Context

Context

The term 'faltering growth' (previously called 'failure to thrive') is widely used to refer to a slower rate of weight gain in childhood than expected for age and sex. The term faltering growth is preferred as periods of slow growth may represent temporary variation from the expected pattern and the word 'failure' may be seen as pejorative. Various definitions of faltering growth have been used in the past, meaning estimates of prevalence in the UK vary widely.

The World Health Organization (WHO) has produced growth standards, based on longitudinal studies of healthy breastfed infants. These standards, along with UK term and preterm infant growth data, have been incorporated into UK WHO growth charts for monitoring growth in UK children. A child's weight, length or height and head circumference can be plotted on these charts to provide a visual representation of growth over time. Epidemiological data suggest that healthy children usually progress relatively consistently along a growth centile.

Newborn infants normally lose weight in the early days of life. Persisting or large weight losses can cause concern in parents, carers and health professionals about ineffective establishment of feeding. In older children, faltering growth can occur when nutritional intake does not meet a child's specific energy requirements.
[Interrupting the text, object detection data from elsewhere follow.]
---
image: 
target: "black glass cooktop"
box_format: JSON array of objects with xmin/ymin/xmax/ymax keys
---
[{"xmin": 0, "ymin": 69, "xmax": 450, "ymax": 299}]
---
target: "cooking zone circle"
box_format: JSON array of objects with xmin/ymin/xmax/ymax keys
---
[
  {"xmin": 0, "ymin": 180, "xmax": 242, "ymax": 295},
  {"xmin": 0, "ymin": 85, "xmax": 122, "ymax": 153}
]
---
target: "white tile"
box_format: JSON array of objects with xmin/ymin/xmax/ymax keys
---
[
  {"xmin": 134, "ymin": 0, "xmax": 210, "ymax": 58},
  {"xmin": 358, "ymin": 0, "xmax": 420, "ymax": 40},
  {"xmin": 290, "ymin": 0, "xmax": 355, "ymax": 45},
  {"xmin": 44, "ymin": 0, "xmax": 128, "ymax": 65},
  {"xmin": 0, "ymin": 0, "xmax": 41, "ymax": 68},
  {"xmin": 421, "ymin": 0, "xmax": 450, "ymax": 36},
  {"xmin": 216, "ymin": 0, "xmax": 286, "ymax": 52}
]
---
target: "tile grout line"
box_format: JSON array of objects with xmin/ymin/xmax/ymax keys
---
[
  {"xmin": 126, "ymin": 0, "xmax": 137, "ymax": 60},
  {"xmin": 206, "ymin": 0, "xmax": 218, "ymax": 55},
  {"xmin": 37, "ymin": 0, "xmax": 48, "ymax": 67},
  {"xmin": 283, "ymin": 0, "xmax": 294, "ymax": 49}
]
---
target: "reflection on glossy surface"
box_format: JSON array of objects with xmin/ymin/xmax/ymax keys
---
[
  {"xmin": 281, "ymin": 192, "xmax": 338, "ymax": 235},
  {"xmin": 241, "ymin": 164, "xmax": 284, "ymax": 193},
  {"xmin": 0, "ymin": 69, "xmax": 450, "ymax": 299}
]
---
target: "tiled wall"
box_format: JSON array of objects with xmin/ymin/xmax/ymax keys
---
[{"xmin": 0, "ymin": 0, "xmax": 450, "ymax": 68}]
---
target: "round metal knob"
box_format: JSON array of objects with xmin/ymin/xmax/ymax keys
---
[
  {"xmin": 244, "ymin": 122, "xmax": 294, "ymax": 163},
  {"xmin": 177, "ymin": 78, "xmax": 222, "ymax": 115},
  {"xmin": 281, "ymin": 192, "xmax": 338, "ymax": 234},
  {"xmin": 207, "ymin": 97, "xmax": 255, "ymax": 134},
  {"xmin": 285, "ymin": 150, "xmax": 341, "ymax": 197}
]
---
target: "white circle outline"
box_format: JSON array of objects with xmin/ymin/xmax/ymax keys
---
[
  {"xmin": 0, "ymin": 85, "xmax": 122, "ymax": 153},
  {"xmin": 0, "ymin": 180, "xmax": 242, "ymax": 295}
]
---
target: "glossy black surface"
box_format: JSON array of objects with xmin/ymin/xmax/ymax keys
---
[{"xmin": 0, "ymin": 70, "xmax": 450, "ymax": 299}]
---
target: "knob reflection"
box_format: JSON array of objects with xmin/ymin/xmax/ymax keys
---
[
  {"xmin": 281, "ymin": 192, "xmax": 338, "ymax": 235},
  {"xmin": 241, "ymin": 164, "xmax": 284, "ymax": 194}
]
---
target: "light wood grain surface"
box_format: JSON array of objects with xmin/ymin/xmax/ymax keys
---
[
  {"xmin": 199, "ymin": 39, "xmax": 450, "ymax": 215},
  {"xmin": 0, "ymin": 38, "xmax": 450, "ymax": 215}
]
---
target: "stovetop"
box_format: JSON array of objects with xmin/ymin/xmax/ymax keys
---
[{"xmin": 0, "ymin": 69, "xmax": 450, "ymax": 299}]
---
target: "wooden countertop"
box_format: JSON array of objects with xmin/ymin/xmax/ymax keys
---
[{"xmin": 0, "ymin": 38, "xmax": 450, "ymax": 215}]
Undernutrition presents as a relatively slow weight gain, demonstrated by downward movement across weight centiles on the growth chart.

Children with faltering growth may be identified by routine growth monitoring or by parental or health professional concern. Standard management is usually community based, with support and advice provided to increase energy intake and manage challenging feeding behaviour. Some children will be referred to paediatric dieticians or paediatricians for further assessment and management.
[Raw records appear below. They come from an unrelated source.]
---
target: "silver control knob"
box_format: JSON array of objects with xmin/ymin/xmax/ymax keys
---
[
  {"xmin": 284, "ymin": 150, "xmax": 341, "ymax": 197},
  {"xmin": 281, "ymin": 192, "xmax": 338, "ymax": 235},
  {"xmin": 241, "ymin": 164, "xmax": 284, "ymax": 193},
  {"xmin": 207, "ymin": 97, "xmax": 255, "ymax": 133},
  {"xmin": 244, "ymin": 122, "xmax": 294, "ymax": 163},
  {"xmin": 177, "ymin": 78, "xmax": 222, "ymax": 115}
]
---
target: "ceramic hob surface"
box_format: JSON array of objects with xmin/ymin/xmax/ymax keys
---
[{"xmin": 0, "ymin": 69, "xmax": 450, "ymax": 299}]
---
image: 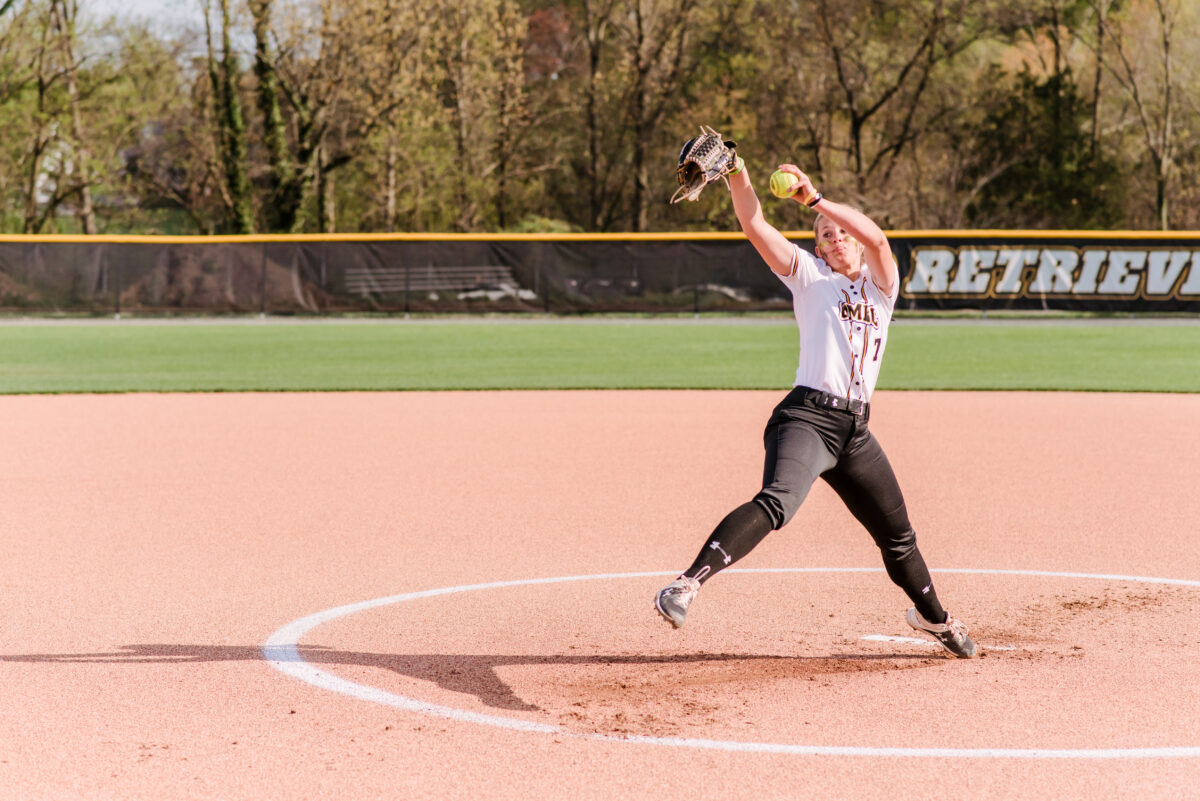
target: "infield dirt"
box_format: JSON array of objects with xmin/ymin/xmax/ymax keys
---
[{"xmin": 0, "ymin": 392, "xmax": 1200, "ymax": 801}]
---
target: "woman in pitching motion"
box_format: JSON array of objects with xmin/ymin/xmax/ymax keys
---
[{"xmin": 654, "ymin": 158, "xmax": 977, "ymax": 658}]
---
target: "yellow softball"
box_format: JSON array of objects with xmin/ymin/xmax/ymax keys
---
[{"xmin": 770, "ymin": 169, "xmax": 800, "ymax": 198}]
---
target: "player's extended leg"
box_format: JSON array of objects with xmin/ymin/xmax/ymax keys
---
[
  {"xmin": 822, "ymin": 430, "xmax": 976, "ymax": 658},
  {"xmin": 654, "ymin": 416, "xmax": 836, "ymax": 628}
]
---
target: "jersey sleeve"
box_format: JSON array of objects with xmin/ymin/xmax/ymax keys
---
[
  {"xmin": 863, "ymin": 262, "xmax": 900, "ymax": 312},
  {"xmin": 772, "ymin": 242, "xmax": 820, "ymax": 294}
]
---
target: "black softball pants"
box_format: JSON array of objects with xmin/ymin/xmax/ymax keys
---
[{"xmin": 684, "ymin": 387, "xmax": 946, "ymax": 622}]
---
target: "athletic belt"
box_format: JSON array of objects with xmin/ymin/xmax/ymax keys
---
[{"xmin": 796, "ymin": 386, "xmax": 871, "ymax": 417}]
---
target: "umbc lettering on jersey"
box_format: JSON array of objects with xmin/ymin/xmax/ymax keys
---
[
  {"xmin": 839, "ymin": 301, "xmax": 880, "ymax": 329},
  {"xmin": 901, "ymin": 236, "xmax": 1200, "ymax": 309}
]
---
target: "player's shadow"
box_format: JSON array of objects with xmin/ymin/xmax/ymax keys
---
[{"xmin": 0, "ymin": 644, "xmax": 928, "ymax": 711}]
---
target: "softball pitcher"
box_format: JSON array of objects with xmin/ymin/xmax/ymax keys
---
[{"xmin": 654, "ymin": 151, "xmax": 977, "ymax": 658}]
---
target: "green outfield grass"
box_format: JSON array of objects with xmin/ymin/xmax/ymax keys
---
[{"xmin": 0, "ymin": 320, "xmax": 1200, "ymax": 393}]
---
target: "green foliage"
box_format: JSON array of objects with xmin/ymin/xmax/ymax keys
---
[
  {"xmin": 0, "ymin": 319, "xmax": 1200, "ymax": 393},
  {"xmin": 0, "ymin": 0, "xmax": 1200, "ymax": 233},
  {"xmin": 964, "ymin": 65, "xmax": 1124, "ymax": 229}
]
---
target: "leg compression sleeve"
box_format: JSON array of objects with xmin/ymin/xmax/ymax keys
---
[{"xmin": 684, "ymin": 501, "xmax": 773, "ymax": 584}]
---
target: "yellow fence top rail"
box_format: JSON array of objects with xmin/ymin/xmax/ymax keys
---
[{"xmin": 0, "ymin": 229, "xmax": 1200, "ymax": 245}]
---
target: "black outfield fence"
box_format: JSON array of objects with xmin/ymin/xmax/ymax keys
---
[{"xmin": 0, "ymin": 231, "xmax": 1200, "ymax": 314}]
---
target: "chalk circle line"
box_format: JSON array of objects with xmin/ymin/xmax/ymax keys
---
[{"xmin": 263, "ymin": 567, "xmax": 1200, "ymax": 760}]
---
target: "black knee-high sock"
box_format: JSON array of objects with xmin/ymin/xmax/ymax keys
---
[
  {"xmin": 684, "ymin": 501, "xmax": 773, "ymax": 584},
  {"xmin": 883, "ymin": 548, "xmax": 947, "ymax": 624}
]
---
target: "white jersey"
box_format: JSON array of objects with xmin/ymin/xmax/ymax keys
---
[{"xmin": 775, "ymin": 243, "xmax": 900, "ymax": 403}]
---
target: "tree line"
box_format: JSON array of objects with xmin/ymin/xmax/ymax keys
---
[{"xmin": 0, "ymin": 0, "xmax": 1200, "ymax": 234}]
Certain health conditions predispose children to faltering growth (for example, cystic fibrosis or coeliac disease). Specific treatment for these conditions can improve or restore expected rates of weight gain. In children with no specific cause for faltering growth, simple interventions to increase nutritional intake may be effective in improving weight gain. Faltering growth in early childhood may be associated with persisting problems with appetite and feeding.
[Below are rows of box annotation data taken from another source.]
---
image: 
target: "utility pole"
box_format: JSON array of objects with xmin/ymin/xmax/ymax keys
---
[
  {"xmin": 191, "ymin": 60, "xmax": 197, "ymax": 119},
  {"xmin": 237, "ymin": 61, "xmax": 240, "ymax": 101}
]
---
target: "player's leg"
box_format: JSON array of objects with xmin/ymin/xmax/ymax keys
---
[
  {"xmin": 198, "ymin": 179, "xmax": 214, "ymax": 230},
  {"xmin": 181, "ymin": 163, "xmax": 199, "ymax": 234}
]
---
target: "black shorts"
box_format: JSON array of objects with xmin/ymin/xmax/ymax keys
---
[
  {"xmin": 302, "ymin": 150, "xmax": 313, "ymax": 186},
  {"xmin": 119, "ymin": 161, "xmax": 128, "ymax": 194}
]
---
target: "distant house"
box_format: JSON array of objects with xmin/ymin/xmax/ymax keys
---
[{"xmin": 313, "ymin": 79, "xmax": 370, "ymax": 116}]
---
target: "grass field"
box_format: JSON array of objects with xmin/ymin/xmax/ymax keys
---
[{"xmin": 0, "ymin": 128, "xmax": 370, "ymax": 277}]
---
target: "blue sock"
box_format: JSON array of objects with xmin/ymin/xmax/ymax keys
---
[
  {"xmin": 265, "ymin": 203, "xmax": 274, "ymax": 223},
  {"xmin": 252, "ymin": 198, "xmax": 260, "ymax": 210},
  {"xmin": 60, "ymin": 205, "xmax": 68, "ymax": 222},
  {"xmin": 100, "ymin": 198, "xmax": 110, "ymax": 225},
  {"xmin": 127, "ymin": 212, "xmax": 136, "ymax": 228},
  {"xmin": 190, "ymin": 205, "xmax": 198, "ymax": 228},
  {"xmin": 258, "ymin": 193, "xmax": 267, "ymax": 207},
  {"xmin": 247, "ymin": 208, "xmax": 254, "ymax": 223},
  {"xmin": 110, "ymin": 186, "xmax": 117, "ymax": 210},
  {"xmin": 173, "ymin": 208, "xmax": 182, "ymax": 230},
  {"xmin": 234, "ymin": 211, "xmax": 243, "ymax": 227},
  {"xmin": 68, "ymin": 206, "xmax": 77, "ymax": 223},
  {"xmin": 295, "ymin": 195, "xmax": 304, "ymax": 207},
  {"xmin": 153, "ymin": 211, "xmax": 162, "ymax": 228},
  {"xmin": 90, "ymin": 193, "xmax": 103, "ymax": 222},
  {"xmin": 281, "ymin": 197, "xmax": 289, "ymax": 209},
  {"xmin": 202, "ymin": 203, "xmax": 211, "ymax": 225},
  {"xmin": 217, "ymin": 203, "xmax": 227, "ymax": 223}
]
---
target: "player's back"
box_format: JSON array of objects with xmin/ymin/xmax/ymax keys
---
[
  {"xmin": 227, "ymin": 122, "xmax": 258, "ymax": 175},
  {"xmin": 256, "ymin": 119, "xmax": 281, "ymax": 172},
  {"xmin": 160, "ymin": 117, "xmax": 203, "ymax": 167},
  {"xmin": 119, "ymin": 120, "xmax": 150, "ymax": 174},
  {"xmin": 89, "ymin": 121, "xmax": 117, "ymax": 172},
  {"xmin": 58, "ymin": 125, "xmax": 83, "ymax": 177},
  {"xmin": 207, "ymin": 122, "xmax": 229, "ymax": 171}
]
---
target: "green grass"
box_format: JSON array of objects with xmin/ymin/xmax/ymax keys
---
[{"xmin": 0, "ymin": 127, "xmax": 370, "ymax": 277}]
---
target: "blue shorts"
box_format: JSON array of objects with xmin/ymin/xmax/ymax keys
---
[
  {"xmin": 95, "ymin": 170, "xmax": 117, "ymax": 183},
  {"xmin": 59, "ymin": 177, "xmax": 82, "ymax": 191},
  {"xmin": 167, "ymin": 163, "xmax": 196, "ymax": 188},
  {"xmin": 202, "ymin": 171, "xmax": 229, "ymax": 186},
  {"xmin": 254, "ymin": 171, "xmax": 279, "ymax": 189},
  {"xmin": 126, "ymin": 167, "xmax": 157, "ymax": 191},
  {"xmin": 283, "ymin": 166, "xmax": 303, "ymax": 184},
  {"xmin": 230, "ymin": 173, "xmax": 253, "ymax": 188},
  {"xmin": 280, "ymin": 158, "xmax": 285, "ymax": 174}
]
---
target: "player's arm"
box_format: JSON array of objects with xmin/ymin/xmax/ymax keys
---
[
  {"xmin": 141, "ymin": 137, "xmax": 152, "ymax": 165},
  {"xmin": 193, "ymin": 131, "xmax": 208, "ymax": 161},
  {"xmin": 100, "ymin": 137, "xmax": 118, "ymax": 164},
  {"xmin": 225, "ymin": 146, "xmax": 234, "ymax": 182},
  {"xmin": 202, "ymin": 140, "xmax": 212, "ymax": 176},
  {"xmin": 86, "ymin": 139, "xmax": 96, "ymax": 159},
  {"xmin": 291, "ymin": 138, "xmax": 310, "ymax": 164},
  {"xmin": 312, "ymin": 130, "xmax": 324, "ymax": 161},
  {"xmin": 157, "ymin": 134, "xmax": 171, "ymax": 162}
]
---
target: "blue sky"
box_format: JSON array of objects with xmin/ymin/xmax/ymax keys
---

The cause of faltering growth in the absence of a specific underlying health condition is likely to be complex and multifactorial. In the past, child neglect or socioeconomic and educational disadvantage were often considered to be likely contributors. While neglected children may be undernourished, neglect is an uncommon explanation for faltering growth. Similarly, significant associations with socioeconomic or educational factors have not been demonstrated.

There is variation across the UK in care provided for infants, children and families where concerns are raised about early weight loss or faltering growth. There is cultural and socioeconomic variation in starting and continuing breastfeeding, the approach to introducing complementary solid food and choice of foods, feeding behaviour and parental acceptance of feeding support and advice.